Personally, I like and prefer websites, but it seems search engines do not.
A lot of things are put on social media now which is where most people seem to hang out. (God knows why.) If you are not a Faecebook or Instagram etc member then you can't even view them.
What I find interesting is that a lot of information now lives outside traditional sites:
updates on social platforms
shared docs
spreadsheets
internal tools that get screenshotted or linked
In many of those cases, people aren’t really trying to “publish” in the classic sense — they just want a stable, public reference that doesn’t require joining a platform or logging in.
Search engines still matter, but it feels like a growing amount of content is accessed via direct links rather than discovery.
Curious whether you’ve seen good lightweight patterns for this that don’t turn into full websites.
In regard to the last question, I wish I do know but don't.
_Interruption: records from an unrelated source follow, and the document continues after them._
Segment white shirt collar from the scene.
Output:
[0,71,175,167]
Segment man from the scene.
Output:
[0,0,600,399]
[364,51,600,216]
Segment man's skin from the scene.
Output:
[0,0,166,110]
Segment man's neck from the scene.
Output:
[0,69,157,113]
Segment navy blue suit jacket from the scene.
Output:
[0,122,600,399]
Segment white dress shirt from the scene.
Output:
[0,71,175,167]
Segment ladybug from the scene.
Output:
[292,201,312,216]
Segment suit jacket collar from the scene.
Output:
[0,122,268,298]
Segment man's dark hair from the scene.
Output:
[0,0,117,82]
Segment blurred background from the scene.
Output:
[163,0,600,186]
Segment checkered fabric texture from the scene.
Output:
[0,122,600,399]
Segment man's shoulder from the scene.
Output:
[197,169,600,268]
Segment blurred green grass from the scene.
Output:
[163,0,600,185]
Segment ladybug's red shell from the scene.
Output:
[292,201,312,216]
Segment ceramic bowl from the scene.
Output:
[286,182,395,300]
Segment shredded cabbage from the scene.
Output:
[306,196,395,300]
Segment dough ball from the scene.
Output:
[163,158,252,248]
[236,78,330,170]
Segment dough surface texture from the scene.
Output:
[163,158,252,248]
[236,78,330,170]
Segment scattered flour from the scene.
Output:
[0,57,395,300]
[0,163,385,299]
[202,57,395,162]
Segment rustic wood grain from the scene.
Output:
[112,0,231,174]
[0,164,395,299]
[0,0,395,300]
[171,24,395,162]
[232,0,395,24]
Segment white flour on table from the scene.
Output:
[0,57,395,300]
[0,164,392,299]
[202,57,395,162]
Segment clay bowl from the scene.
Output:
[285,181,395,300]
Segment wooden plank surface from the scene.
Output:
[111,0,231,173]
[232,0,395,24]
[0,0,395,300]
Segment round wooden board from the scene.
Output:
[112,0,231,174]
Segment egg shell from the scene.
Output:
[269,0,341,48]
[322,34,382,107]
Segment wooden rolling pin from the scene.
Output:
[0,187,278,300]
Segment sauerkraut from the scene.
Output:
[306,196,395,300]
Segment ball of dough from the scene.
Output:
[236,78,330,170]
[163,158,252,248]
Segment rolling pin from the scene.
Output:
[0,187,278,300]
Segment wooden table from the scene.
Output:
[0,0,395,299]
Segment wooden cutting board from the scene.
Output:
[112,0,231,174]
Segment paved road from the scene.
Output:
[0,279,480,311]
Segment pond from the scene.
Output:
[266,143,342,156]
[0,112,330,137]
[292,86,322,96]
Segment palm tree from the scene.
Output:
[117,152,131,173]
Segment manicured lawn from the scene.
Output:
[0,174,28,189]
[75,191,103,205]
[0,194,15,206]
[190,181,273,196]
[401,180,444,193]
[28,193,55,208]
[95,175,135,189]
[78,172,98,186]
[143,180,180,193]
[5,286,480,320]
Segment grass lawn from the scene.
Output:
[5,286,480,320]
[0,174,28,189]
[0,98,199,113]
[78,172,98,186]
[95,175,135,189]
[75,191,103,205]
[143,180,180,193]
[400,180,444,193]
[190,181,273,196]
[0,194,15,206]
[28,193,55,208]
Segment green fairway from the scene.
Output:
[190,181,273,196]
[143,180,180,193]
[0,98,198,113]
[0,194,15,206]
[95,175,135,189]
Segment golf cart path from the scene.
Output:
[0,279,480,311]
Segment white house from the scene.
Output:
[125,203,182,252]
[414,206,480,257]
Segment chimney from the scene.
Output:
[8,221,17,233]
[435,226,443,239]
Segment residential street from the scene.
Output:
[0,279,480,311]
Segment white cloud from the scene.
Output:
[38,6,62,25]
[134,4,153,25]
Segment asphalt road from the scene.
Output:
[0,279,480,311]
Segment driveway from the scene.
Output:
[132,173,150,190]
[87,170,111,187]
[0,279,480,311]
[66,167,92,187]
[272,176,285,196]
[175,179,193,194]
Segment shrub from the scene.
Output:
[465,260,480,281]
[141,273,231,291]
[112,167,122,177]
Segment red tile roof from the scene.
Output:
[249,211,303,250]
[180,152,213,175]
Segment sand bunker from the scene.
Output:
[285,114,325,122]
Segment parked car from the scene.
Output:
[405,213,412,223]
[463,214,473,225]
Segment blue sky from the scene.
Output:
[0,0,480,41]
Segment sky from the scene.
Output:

I think the internet took a wrong turn in the 2010s. Yes, I am well aware of spam and cyberbullying but they've been used as an excuse to get rid of the better aspects of the internet.
Personally, I like and prefer websites, but it seems search engines do not.
A lot of things are put on social media now which is where most people seem to hang out. (God knows why.) If you are not a Faecebook or Instagram etc member then you can't even view them.
Personally I agree — I still prefer websites too.
What I find interesting is that a lot of information now lives outside traditional sites:
updates on social platforms
shared docs
spreadsheets
internal tools that get screenshotted or linked
In many of those cases, people aren’t really trying to “publish” in the classic sense — they just want a stable, public reference that doesn’t require joining a platform or logging in.
Search engines still matter, but it feels like a growing amount of content is accessed via direct links rather than discovery.
Curious whether you’ve seen good lightweight patterns for this that don’t turn into full websites.
In regard to the last question, I wish I do know but don't. I think the internet took a wrong turn in the 2010s. Yes, I am well aware of spam and cyberbullying but they've been used as an excuse to get rid of the better aspects of the internet.
Agreed. Many guardrails were necessary, but they also shifted publishing toward platforms and away from simple, owned spaces.
The middle ground seems harder to find now. Thanks for sharing this view.